The POD 240a, also known as EcoPOD, uses up to 95 percent less energy than traditional data centers, offering Power Usage Effectiveness (PUE) as low as 1.05. HP says traditional data centers have an average PUE of around 2.0. HP POD 240a also includes the equivalent of 10,000 square feet of data center space
HP says it can design and deliver EcoPODs to customers in 12 weeks, compared to the years it takes to build a bricks-and-mortar data center. HP also says PODs offer 75 percent savings on data center construction right off the bat.
Overflow Parking
With some 10,000 in attendance at Discover 2011, and Las Vegas swelling with an inordinate number of tourists, parking space was at a premium. Which perhaps explains why someone was compelled to park their vehicle on the expo floor.
Cloud Experts In The Hizzy
HP spent much of Discover 2011 hammering home its hybrid cloud delivery message, and the company unveiled new support services for CloudSystem, its platform for building and managing cloud services across private, public and hybrid environments.
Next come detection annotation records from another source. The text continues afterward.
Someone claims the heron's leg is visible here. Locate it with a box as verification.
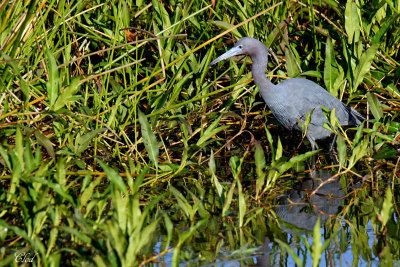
[329,134,338,165]
[308,138,318,170]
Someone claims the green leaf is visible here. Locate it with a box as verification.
[371,14,398,45]
[344,0,360,44]
[211,20,243,39]
[76,128,107,154]
[46,50,60,107]
[169,185,194,219]
[381,187,393,226]
[35,130,56,159]
[352,43,380,92]
[208,150,223,197]
[236,179,247,227]
[53,78,80,111]
[285,48,301,78]
[324,38,339,97]
[254,141,267,195]
[196,116,229,147]
[138,110,159,168]
[367,92,383,120]
[222,183,236,217]
[336,134,347,167]
[98,160,128,194]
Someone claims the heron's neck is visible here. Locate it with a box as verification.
[252,55,275,93]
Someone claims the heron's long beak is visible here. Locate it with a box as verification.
[210,46,243,66]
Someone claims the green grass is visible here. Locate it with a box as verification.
[0,0,400,266]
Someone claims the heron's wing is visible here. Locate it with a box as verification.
[278,78,362,125]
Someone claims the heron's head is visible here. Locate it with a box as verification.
[210,37,268,66]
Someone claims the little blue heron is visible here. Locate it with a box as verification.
[210,37,364,156]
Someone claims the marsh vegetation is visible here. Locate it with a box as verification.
[0,0,400,266]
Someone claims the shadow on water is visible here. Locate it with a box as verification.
[251,171,345,266]
[155,171,400,266]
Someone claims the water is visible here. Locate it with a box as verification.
[148,172,400,267]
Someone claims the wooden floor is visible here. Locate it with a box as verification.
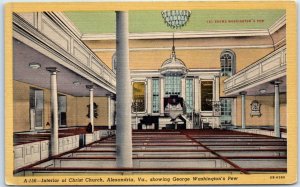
[18,129,287,175]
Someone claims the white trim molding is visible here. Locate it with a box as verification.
[268,15,286,34]
[81,29,269,41]
[224,46,286,96]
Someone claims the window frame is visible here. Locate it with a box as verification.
[220,49,236,76]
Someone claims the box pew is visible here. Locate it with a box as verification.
[214,149,287,157]
[227,156,287,168]
[34,157,232,169]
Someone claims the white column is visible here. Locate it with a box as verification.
[86,85,94,133]
[116,11,132,167]
[272,81,281,137]
[215,75,220,101]
[231,98,236,126]
[181,77,186,100]
[240,92,247,129]
[146,78,152,114]
[159,78,165,114]
[194,77,200,113]
[106,94,112,129]
[46,67,59,156]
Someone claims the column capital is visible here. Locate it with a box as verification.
[270,80,282,86]
[85,85,94,90]
[46,67,59,73]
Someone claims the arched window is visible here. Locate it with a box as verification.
[220,50,235,76]
[111,53,117,72]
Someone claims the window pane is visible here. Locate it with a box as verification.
[152,79,160,113]
[165,76,181,97]
[201,81,213,111]
[220,52,235,76]
[132,82,145,112]
[185,79,194,113]
[221,98,232,124]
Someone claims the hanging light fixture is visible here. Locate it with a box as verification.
[161,10,192,29]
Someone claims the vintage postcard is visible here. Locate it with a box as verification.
[5,1,297,186]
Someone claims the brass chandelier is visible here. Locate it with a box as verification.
[161,10,192,29]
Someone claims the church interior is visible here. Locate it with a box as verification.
[12,10,288,176]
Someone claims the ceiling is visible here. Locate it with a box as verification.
[13,39,109,96]
[64,10,285,34]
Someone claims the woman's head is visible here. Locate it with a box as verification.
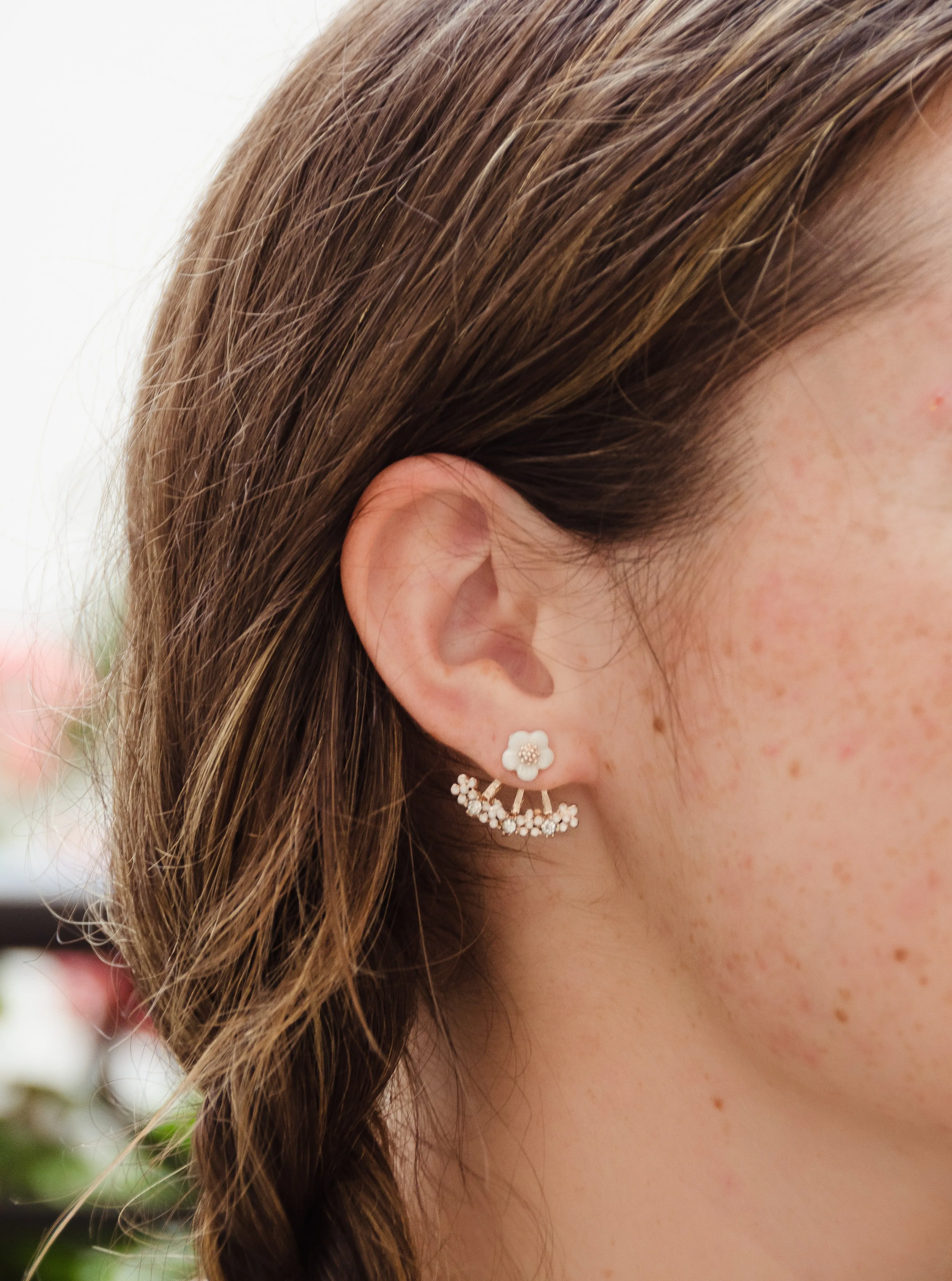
[112,0,952,1281]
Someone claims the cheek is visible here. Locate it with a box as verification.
[680,525,952,1123]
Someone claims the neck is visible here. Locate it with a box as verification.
[417,825,952,1281]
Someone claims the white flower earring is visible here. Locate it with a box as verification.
[449,729,578,836]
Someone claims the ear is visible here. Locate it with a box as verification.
[340,455,607,790]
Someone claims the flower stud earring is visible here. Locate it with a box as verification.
[449,729,578,836]
[503,729,555,783]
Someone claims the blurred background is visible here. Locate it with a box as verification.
[0,0,338,1281]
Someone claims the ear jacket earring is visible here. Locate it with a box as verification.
[449,729,578,836]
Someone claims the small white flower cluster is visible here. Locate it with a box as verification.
[449,774,578,836]
[503,803,578,836]
[449,774,505,828]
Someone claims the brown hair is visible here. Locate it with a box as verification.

HP's new Support Services for CloudSystem covers all CloudSystem elements -- including hardware, management software, storage, networking and virtualization -- under a single support agreement.
HP also had plenty of cloud experts roaming the expo floor and offering to guide attendees through the miasma of confounding cloud lingo.
HP's Services & Industries Pavilion
A glimpse at HP's bustling Services and Industries Pavilion, where Discover 2011 attendees could learn about where cloud fits with just about every business case imaginable, invariably resulting in lower IT costs and more efficient, flexible infrastructure.